Elk City's Kash Mayfield chases down the ball in the third inning of a class 4A baseball state tournament game between Tuttle and Elk City in Edmond, Okla., Friday, May 12, 2023. | BRYAN TERRY/THE OKLAHOMAN / USA TODAY NETWORK

The Padres have plenty of noise surrounding the big-league roster to hardly notice some things happening in the farm system. But Kash Mayfield is making sure he’s hard to miss. Their 2024 first-round pick is off to a strong start at High-A Fort Wayne. He’s beginning to make the level look too small. Through eight starts with the TinCaps, Mayfield is 3-1 with a 1.30 ERA, a 0.72 WHIP and 43 strikeouts in 34.2 innings. And he’s only allowed 11 hits all season.

We love strikeouts. A lefty getting awkward swings with a changeup will always play well on social, especially when the video is cut into a quick strikeout reel and everyone starts talking about the next stop.

Mayfield is taking the ball, missing bats, limiting contact and making a pretty strong case that Fort Wayne is no longer the most useful test the Padres can give him.

Kash Mayfield is turning High-A dominance into a Padres decision

Mayfield’s latest outing only drove the conversation further. Five scoreless innings. Two hits. One walk. Eight strikeouts. 

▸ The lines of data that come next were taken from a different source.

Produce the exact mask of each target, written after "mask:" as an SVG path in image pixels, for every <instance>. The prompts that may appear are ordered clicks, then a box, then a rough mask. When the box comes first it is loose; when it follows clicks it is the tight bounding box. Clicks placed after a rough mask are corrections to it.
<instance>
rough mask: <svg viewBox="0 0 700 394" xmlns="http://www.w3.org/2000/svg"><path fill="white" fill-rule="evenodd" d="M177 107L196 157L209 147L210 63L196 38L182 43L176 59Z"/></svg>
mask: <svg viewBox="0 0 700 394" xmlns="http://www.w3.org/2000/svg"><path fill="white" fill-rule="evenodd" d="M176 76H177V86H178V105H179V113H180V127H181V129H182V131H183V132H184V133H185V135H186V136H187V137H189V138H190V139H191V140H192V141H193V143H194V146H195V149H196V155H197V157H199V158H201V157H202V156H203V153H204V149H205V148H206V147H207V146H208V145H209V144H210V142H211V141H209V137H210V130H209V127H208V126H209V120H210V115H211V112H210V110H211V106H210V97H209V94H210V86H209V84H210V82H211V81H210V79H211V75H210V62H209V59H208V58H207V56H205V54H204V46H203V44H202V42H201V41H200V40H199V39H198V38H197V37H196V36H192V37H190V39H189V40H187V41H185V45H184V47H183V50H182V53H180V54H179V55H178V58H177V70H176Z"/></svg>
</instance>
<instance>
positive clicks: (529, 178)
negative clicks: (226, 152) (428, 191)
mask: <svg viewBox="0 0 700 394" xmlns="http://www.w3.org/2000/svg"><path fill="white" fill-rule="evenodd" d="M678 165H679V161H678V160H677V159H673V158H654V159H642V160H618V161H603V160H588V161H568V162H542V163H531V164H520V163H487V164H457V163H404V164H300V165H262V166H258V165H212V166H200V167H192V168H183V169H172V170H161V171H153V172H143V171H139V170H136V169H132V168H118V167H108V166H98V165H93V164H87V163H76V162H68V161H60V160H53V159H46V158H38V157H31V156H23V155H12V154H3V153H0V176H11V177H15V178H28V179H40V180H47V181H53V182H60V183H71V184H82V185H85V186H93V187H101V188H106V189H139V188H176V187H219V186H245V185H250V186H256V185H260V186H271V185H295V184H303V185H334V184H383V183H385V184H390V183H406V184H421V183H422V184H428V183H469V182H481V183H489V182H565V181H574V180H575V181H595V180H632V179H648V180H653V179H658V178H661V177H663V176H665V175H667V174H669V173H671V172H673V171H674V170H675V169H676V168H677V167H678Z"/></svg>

It may be time for the organization to ask if this is still development, or if Mayfield is just playing with his food. 

If he’s still refining something specific in Fort Wayne. Keep him there until the Padres feel the checklist is complete. But from the outside, the statistical case for a bigger challenge is pretty easy to understand.

Double-A will bring more established hitters. Those who will chase less, and have a higher probability of turning on one. It'll force a pitcher to go to their second and third options to keep them honest. That’s where the Padres can find out whether Mayfield is simply dominating High-A or genuinely forcing his way up the ladder.

The Padres don’t need another interesting lower-level arm who dominates just long enough to become someone else’s prize at the trade deadline. Sometimes it has been worth it. Lately, there have been way too many of them resurfacing with success in other organizations. Mayfield is starting to resemble some of those pieces. 

If he goes to San Antonio and keeps missing bats, the conversation changes. His value, and the way Padres fans talk about the farm system will change with him.

At some point, the Padres should want to know what happens when he faces hitters who can actually punch back.

Because right now, High-A looks less like his proving ground and more like the room he is ready to leave.